The BMJ authors' failure to recognize the explanatory function of complexity is associated with, and may in part be derived from, their (apparent) belief that complex systems cannot be explained. They rightly observe that the behaviour of complex systems is unpredictable, but mistakenly infer from this that it cannot be ‘understood’. ‘Ultimately, the only way to know exactly what a complex system will do is to observe it: it is not a question of better understanding of the agents, or better models, or more analysis.'’ 1 But that is exactly what it is a question of. It is true that ‘the only way to know exactly what a complex system will do is to observe it’; but it does not follow from this that we cannot explain its global structure by studying individual units, analysing the stimulus–response rules they follow and constructing a more accurate model of local interaction. 11
It is possible that underlying this mistake is a conflation of complex systems with dynamical systems. Plsek and Greenhalgh 1 note that the behaviour of a complex system is often non-linear and that, consequently, they have ‘“sensitive dependence on initial conditions”, such that a small difference in the initial variables leads to huge differences in outcomes'’. This characteristic, however, is more usually associated with dynamical systems (which can also be non-linear). The main difference is: whereas the state of a complex system at t2 is determined by its state at t1, locally defined, the state of a dynamical system at t2 is determined by its state at t1, globally defined. Some dynamical systems are therefore highly sensitive to initial conditions – depending on the mathematical function that governs their behaviour – in a way that complex systems typically are not. 12
Like other contributors to the literature,9,13–15 the BMJ authors suggest that complexity theory is a source of fruitful metaphors; and it might be that they would argue for a metaphorical understanding of complexity. However, it is difficult to see what is left of complexity, even metaphorically, if its main function – to provide explanations – is overlooked, if the default link between order and design is restored, if mathematical concepts such as ‘attractor’ are psychologised, and if complex systems are conflated with dynamical systems.

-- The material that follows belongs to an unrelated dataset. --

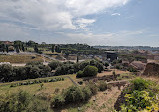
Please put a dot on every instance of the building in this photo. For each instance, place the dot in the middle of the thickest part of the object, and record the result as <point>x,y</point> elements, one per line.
<point>110,55</point>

The ‘received interpretation’ of complexity in health care, derived from the BMJ series, needs radical amendment, since it is founded on several misconceptions. I have no doubt that it is possible to apply complexity to health services in useful and interesting ways; 16 however, successful application will need to focus on proposed explanations of known outcomes and adopt a non-intentional approach to the understanding of organizational behaviour.